Fratelli d’Italia porterà nei Consigli comunali della provincia di Vicenza una proposta politica destinata a far discutere. Attraverso i propri eletti, il partito presenterà infatti una mozione per impegnare le amministrazioni locali a tutelare, anche in sede giudiziaria, la dignità delle Forze Armate e dell’Associazione Nazionale Alpini.
Ad annunciarlo è il deputato e coordinatore provinciale di Fratelli d’Italia Vicenza, Silvio Giovine, che spiega l’iniziativa con parole nette: “I nostri consiglieri comunali depositeranno nei prossimi giorni una mozione chiara: quando offese, attacchi o dichiarazioni gravemente lesive nei confronti delle Forze Armate o degli Alpini assumono rilievo penale e arrecano un danno all’immagine, al prestigio o agli interessi morali della comunità rappresentata, i Comuni devono procedere alla costituzione di parte civile”.
La proposta nasce anche in riferimento a recenti episodi avvenuti in occasione dell’Adunata Nazionale degli Alpini di Genova e intende ribadire un principio che, secondo il partito, deve restare centrale nel dibattito pubblico: la libertà di critica è garantita, ma non può trasformarsi in insulto.

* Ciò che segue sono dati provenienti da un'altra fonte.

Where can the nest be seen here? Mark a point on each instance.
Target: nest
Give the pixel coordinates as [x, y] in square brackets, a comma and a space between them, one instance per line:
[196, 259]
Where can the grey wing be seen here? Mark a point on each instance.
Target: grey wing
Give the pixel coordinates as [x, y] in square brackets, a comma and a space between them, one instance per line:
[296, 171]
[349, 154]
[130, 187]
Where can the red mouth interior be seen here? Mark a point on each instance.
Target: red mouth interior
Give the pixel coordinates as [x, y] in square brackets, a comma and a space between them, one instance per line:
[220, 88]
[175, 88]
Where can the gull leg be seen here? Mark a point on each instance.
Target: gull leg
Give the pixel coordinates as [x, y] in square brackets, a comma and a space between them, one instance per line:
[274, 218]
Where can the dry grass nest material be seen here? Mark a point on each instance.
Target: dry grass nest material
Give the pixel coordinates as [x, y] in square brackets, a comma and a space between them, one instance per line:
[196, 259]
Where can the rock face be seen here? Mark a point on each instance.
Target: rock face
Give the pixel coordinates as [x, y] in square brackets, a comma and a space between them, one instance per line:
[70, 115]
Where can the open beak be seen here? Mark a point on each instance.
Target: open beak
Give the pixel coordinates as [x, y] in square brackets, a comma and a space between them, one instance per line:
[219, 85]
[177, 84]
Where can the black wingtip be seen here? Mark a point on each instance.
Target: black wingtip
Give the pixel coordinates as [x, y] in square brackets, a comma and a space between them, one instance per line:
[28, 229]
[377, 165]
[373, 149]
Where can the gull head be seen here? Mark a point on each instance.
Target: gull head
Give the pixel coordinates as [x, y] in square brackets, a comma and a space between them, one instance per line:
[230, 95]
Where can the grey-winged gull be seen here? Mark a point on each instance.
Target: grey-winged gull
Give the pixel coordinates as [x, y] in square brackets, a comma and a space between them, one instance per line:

“Gli Alpini e le Forze Armate — prosegue Giovine — rappresentano un patrimonio civile, morale e identitario del nostro Paese. Difenderne la dignità non è una battaglia di parte, ma un dovere istituzionale. Per questo riteniamo giusto che i Comuni, quando ne ricorrano i presupposti, non si limitino alla solidarietà formale, ma agiscano concretamente nelle sedi competenti”.
Il deputato aggiunge inoltre che “chi offende gli Alpini e le Forze Armate offende anche le comunità che in quei valori si riconoscono. È tempo che le istituzioni locali facciano sentire la propria voce, anche costituendosi parte civile nei procedimenti penali previsti dall’ordinamento”.
La mozione, spiegano da Fratelli d’Italia, impegnerà inoltre i Comuni a manifestare pubblicamente vicinanza e solidarietà ogni volta che le Forze Armate e l’Associazione Nazionale Alpini siano oggetto di dichiarazioni denigratorie, oltre a condannare con fermezza le espressioni che superino il legittimo diritto di critica.
Nel testo viene inoltre richiamato il valore costituzionale della difesa della Patria, il principio di solidarietà e il ruolo delle realtà associative nello svolgimento di attività di interesse generale. “Una posizione chiara e di principio”, conclude Giovine, che punta a trasformare la tutela dell’onore delle istituzioni militari in un impegno concreto anche a livello locale.